ERBIL, Kurdistan Region (Kurdistan 24) - Kurdish Transport Minister Mawlud Bawamurad on Sunday rejected rumors internet service would be used as leverage against Baghdad in response to recent punitive measures taken in retaliation to the Kurdistan Region's Sep. 25 referendum.
"Most people in Iraq are using internet services. It would be unfair and wrong to cut such a service to people because of political tensions with Baghdad," Bawamurad told Kurdistan 24, "The rumors are baseless."
Most internet cable services come from Turkey and go through the Kurdistan Region before reaching Iraq's other provinces. Cable internet is the most commonly used in the Kurdistan Region and Iraq.
“Cutting off internet services to the people of Iraq could be as influential as the dramatic increase in oil prices. People are quite dependent on having access to internet services, especially with the current political situation.”
He categorically declared no decision had been made by the Kurdistan Regional Government (KRG) to cut off internet services to Iraqi provinces, explaining that if there had been any cuts, they would be related to competition between companies in the country.
Most telecommunications service providers in Iraq are based out of the Kurdistan Region, such as Asia Cell and Korek which are the leading telecommunication firms with millions of clients across the country.
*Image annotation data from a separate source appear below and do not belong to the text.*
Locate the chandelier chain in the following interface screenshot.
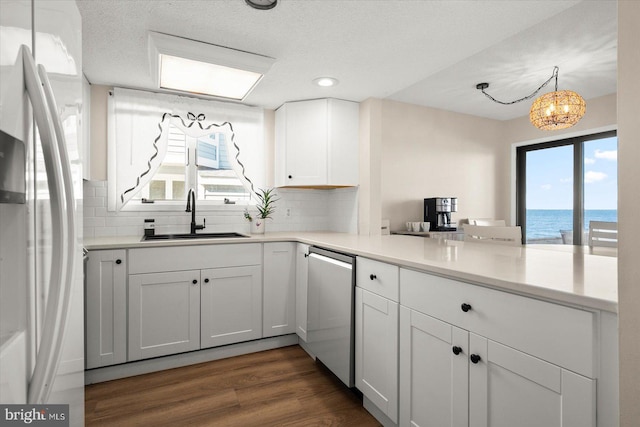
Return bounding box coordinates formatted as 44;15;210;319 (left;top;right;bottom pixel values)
480;66;559;105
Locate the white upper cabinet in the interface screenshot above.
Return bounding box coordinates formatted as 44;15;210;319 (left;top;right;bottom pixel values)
275;99;359;187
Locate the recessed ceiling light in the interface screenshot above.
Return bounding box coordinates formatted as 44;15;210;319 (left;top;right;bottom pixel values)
313;77;338;87
244;0;278;10
149;32;275;101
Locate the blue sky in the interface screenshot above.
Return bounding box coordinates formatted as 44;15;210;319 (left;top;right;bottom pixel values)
527;137;618;209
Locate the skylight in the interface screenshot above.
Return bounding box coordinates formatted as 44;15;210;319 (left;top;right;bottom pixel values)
149;32;275;101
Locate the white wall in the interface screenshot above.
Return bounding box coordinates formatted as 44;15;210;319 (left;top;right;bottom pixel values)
380;100;509;231
89;85;111;180
618;0;640;427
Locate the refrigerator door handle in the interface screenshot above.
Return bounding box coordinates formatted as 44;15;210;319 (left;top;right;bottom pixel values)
21;45;67;404
38;64;78;402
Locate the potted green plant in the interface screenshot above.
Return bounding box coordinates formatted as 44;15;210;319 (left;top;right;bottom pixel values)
244;188;280;234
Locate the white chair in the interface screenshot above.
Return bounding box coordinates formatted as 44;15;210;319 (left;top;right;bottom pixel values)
589;221;618;248
469;218;507;227
464;224;522;246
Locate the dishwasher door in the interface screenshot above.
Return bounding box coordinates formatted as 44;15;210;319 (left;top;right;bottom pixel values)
307;248;355;387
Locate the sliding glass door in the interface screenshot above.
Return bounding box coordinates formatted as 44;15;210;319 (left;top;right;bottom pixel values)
516;131;617;245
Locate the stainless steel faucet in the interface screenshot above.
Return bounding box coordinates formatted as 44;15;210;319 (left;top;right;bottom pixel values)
185;188;207;234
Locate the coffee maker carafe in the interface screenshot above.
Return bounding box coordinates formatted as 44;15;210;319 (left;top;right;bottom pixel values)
424;197;458;231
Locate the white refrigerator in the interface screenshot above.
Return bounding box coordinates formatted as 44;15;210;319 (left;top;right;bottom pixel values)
0;0;84;425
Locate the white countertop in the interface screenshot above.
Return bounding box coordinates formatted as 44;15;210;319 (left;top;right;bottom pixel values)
84;232;618;313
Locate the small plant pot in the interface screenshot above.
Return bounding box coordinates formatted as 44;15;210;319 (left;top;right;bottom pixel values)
251;218;266;234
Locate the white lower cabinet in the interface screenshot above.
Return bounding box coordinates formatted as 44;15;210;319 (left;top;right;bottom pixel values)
399;270;596;427
296;243;309;342
469;334;596;427
199;265;262;348
262;242;296;337
85;249;127;369
129;270;200;361
355;287;398;423
399;307;468;427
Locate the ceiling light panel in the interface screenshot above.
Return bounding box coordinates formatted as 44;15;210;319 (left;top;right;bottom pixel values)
149;32;275;100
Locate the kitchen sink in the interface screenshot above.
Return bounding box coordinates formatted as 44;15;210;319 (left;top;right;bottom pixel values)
142;232;249;241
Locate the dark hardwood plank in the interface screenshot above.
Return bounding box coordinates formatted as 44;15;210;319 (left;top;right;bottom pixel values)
85;345;380;427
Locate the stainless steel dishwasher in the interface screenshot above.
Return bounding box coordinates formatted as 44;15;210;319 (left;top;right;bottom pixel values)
307;247;355;387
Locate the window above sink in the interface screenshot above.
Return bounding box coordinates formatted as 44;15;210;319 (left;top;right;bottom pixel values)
108;88;266;211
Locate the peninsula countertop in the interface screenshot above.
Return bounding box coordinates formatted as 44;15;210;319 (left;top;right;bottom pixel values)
84;232;618;313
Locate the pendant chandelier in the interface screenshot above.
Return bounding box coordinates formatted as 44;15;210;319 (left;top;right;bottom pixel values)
476;67;587;130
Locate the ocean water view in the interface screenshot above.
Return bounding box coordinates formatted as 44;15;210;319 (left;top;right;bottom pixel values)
526;209;618;241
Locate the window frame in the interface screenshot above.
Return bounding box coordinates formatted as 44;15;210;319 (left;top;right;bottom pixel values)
516;129;618;246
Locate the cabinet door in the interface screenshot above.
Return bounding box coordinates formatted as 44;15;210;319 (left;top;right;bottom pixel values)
327;99;360;185
262;242;296;337
355;288;398;423
400;307;468;427
129;270;200;361
85;250;127;369
296;243;309;342
277;99;327;186
200;265;262;348
469;334;596;427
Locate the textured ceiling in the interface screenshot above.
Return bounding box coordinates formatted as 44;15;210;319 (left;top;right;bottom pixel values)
77;0;617;120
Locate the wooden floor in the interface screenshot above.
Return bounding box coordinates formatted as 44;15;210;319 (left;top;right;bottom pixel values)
85;345;380;427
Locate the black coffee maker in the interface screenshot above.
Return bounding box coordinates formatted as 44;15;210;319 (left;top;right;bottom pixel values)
424;197;458;231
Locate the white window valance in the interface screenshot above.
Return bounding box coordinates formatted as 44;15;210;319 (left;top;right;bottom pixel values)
108;88;265;210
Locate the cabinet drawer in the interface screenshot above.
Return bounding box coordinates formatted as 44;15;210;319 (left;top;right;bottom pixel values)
129;243;262;274
356;257;400;302
400;269;596;378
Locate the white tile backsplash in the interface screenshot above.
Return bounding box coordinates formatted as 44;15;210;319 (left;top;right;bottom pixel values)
83;181;358;237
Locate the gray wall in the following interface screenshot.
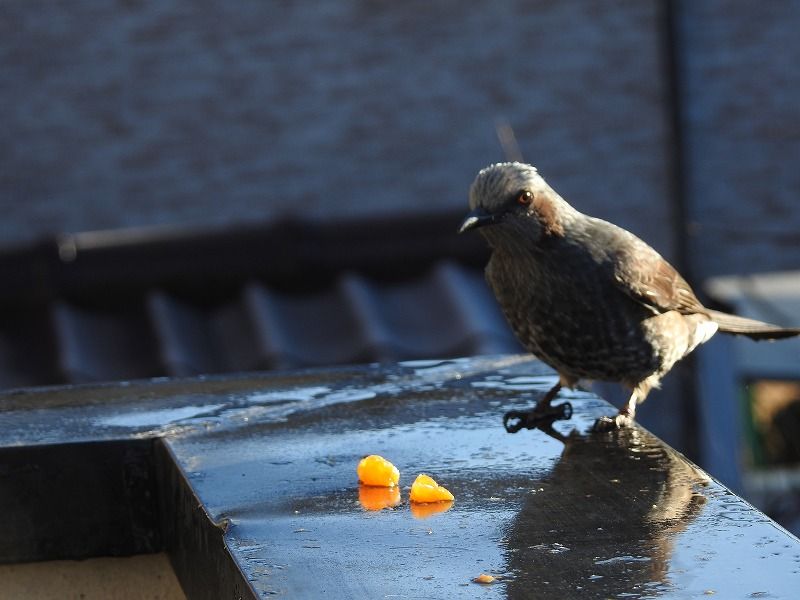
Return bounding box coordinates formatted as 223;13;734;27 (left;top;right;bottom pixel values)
0;0;673;254
679;0;800;277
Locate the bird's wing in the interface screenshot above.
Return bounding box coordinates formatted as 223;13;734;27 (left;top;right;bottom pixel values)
614;232;707;314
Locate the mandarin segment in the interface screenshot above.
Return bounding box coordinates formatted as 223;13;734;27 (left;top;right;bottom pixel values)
356;454;400;487
409;473;454;504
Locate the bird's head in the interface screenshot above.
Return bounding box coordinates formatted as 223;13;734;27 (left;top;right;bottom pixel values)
459;162;574;243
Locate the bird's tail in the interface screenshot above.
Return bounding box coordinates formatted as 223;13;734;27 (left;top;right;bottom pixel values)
708;310;800;340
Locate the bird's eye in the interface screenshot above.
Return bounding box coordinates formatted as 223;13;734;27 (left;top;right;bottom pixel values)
517;190;533;206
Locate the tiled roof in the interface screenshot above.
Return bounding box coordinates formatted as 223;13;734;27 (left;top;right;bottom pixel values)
0;216;520;388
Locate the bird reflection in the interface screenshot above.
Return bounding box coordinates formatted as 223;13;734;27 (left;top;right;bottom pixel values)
506;420;708;598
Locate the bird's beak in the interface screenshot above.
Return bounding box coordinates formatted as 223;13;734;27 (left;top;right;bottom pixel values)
458;208;497;233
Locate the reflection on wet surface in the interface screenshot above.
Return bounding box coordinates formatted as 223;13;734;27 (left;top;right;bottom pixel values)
0;358;800;598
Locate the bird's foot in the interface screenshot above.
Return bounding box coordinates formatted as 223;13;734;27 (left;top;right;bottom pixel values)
592;413;633;431
503;402;572;433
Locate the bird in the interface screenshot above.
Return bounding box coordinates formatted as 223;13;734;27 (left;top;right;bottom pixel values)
458;162;800;432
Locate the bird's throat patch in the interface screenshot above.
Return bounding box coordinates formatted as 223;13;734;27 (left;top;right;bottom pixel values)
533;195;564;237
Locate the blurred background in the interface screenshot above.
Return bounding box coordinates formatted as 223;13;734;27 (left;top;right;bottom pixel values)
0;0;800;532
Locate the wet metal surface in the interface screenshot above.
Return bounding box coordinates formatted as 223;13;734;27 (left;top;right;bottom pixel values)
0;357;800;598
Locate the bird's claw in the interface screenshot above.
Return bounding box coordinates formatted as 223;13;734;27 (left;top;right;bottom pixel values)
592;413;633;431
503;402;572;433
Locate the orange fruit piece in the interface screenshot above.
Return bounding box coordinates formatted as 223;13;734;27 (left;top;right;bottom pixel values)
358;484;400;510
412;500;453;519
409;473;454;503
356;454;400;487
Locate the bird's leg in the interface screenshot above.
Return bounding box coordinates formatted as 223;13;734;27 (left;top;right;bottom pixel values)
592;390;639;431
503;378;572;433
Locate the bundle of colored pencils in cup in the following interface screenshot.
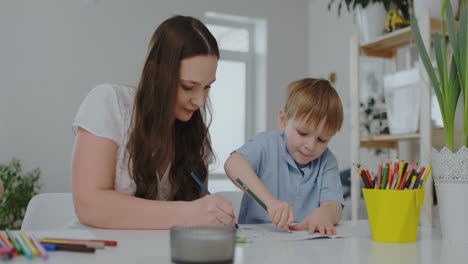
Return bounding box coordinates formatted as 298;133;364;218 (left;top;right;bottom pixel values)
353;160;432;190
0;229;117;260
The Kurdish Minister also rejected rumors that some airlines had decided to resume flights to the Kurdistan Region, stating that without the Iraqi Civil Aviation Authority's (ICAA) permission, no plane could fly to the Region.
Addressing the possibility of flights to both Erbil and Sulaimani airports resuming anytime soon, he noted that the flight ban had "no legal basis," but rather, was a "political decision against the people of the Kurdistan Region."
"The dispute requires a political solution. Applying political pressure at the expense of people’s lives is wrong and unethical,” he added.
Over 92 percent of people in the Kurdistan Region voted in favor of secession, with 72 percent turning out to vote.
Since Sep. 25, the Iraqi Federal Government and parliament have taken harsh measures against the semi-autonomous region of Kurdistan, including a flight ban, as punishment for the vote.
Kurdish officials continue to call for dialogue and negotiations to resolve the disputes peacefully instead of the use of threatening language and sanctions.